Gerry Sklavounos, «insistant», «déplacé» et «cruiseur»

À l’occasion de caucus tenus à l’extérieur de la capitale, Gerry Sklavounos aurait parfois masqué sa véritable identité.
Photo: Jacques Boissinot La Presse canadienne À l’occasion de caucus tenus à l’extérieur de la capitale, Gerry Sklavounos aurait parfois masqué sa véritable identité.

Les allégations d’agression sexuelle concernant le député libéral Gerry Sklavounos n’ont pas secoué les jeunes femmes qui l’ont côtoyé dans sa carrière politique autant que les élus de l’Assemblée nationale. En entrevue au Devoir, d’ex-militants et employés de l’Assemblée nationale ont déclaré jeudi avoir été témoins ou victimes de comportements déplacés de la part de l’élu montréalais.

Deux femmes ont partagé des conversations qu’elles ont eues avec le député alors qu’elles étaient dans la jeune vingtaine. Dans un premier cas, Gerry Sklavounos a invité une jeune femme à partager un verre et à discuter de politique. Elle s’est rendue au restaurant Louis-Hébert, à Québec, où des employés l’ont tout de suite dirigée vers une salle privée où elle s’est retrouvée seule avec l’homme. Ils ont bu beaucoup d’alcool. « Après le souper, on a traversé en haut, dans sa chambre », a poursuivi la jeune femme, qui avait 20 ans au moment des événements, en 2014.

Gerry Sklavounos — qui est marié, ont précisé plusieurs sources — vit dans une chambre du Louis-Hébert, a confirmé le propriétaire de l’auberge et du restaurant, Antoine Xénopoulos.

« On a parlé politique, il a dit quelques phrases malaisantes, a relaté la jeune femme.

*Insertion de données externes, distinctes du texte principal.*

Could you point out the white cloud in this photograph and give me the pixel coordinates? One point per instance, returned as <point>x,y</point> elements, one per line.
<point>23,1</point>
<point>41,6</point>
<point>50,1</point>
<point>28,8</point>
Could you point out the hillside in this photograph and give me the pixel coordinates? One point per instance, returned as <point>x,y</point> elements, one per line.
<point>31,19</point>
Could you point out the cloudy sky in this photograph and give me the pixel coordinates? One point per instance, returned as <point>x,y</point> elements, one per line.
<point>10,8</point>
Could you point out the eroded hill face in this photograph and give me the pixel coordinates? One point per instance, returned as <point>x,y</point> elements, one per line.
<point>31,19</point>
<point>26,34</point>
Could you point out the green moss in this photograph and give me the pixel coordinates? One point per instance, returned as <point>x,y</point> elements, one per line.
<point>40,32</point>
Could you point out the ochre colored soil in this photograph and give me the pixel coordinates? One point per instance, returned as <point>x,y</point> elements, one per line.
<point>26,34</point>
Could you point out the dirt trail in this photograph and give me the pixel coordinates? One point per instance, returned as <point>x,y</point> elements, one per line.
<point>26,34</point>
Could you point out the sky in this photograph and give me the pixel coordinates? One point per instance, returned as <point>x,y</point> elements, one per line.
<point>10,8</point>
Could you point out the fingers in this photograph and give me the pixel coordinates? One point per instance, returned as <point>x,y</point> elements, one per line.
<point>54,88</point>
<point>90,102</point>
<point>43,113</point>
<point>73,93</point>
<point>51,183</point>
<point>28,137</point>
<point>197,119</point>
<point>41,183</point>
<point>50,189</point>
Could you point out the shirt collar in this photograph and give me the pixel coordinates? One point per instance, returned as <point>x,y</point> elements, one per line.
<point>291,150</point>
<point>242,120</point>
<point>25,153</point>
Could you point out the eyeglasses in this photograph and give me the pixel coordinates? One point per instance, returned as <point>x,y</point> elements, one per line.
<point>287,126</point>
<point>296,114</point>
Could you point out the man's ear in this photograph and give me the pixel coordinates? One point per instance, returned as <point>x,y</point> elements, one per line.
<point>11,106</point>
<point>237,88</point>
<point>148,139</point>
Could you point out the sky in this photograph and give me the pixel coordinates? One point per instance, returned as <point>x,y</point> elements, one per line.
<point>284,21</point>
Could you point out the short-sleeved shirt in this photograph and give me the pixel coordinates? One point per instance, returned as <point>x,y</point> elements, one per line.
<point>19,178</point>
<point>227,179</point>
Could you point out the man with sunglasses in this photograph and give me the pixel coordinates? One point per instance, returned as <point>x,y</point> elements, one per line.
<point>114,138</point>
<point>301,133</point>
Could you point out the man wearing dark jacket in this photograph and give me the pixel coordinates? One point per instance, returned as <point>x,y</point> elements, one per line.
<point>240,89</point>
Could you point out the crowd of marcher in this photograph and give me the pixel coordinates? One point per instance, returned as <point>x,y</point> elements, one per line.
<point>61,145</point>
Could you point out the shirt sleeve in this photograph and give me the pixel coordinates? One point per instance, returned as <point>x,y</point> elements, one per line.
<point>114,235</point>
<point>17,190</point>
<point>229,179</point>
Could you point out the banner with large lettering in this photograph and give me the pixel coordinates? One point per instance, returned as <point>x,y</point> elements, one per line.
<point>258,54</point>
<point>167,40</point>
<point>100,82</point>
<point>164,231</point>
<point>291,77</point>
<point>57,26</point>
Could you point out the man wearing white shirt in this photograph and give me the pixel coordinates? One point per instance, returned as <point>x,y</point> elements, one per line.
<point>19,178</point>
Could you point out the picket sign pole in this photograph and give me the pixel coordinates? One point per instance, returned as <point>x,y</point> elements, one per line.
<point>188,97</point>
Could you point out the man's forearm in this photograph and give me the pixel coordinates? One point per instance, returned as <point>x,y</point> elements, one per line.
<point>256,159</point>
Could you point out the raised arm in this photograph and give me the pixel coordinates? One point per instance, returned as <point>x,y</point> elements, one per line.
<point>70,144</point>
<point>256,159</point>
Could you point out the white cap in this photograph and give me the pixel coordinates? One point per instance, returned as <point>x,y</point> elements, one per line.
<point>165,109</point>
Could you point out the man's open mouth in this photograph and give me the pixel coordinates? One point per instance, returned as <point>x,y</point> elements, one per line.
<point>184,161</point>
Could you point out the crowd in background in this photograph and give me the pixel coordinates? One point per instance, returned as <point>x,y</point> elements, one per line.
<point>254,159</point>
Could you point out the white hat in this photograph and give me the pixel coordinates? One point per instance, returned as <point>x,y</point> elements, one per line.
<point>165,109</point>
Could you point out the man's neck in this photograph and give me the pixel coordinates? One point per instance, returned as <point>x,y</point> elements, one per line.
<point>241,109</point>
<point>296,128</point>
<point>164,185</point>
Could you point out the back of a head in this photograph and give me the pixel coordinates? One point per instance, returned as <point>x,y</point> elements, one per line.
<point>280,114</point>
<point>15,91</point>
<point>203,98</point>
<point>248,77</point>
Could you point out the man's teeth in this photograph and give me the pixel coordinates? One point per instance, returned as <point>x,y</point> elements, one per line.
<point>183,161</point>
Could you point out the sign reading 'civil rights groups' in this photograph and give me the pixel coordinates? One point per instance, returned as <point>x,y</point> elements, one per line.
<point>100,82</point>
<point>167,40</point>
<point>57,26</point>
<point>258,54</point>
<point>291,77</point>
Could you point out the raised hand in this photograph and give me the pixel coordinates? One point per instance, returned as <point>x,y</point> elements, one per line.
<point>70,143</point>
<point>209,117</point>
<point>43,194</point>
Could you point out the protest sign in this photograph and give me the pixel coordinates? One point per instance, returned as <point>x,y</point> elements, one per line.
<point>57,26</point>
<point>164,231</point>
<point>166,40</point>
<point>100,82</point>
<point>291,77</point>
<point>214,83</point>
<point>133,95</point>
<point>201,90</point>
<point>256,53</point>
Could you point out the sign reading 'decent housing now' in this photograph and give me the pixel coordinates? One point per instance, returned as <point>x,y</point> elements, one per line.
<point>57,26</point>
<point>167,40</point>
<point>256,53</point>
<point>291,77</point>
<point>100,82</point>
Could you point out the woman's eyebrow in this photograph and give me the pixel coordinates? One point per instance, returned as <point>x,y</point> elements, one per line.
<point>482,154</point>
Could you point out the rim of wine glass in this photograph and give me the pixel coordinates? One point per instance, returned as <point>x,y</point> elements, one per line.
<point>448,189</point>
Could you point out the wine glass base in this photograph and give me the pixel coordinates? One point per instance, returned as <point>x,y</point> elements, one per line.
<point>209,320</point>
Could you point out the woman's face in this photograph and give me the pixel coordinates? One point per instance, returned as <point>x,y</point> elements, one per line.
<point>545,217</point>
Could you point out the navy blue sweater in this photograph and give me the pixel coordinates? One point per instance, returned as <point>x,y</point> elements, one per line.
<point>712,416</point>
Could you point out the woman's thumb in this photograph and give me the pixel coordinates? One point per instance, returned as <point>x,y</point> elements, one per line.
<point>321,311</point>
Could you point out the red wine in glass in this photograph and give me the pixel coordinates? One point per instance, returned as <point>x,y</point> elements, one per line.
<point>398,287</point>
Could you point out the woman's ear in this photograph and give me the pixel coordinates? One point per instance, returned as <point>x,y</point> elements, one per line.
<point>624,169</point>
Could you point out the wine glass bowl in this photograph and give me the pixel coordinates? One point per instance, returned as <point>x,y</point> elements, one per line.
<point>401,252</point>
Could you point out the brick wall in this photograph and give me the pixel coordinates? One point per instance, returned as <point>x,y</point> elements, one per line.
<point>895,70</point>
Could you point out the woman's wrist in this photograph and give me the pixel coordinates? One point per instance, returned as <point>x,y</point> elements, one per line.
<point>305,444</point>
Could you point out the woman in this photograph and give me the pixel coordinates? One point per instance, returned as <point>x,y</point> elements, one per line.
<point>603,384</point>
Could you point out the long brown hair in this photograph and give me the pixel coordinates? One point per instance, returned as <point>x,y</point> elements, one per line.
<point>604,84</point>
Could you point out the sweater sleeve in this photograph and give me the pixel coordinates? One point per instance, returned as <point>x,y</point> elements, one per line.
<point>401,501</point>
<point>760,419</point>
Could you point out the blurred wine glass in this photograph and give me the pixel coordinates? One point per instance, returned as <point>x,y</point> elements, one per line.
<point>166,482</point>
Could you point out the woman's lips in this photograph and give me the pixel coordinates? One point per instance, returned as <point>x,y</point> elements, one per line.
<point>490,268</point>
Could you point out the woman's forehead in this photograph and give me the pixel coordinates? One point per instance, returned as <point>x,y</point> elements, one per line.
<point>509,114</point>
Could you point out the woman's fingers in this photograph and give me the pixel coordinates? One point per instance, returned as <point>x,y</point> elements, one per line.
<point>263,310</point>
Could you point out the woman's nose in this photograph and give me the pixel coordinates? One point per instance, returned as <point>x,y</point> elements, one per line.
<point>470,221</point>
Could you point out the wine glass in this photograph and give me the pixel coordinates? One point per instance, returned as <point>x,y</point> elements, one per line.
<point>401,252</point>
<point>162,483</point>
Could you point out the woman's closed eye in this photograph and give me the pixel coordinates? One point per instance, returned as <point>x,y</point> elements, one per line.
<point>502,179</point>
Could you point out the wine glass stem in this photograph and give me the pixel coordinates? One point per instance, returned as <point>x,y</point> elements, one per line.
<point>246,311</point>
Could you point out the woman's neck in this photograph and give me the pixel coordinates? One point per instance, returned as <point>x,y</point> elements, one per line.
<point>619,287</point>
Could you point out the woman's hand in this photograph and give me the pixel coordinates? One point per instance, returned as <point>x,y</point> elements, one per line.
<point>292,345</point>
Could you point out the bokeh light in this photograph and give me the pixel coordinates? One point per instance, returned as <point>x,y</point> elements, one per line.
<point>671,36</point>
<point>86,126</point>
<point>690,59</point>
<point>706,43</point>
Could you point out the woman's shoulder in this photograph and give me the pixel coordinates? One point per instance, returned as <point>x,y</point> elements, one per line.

J’ai compris ce qu’il voulait. […] J’ai senti le malaise de partir. »

Peu de temps après, une amie de cette source — aussi impliquée en politique — a reçu le même genre d’invitation de la part de Gerry Sklavounos. Elle a refusé, puis montré l’invitation à la jeune femme qui s’est rendue au Louis-Hébert. « Quand j’ai vu le texto, a réagi cette dernière, j’ai su que j’avais pris la bonne décision. » Elle atteste qu’il n’y a pas eu d’attouchements ni d’agression sexuelle.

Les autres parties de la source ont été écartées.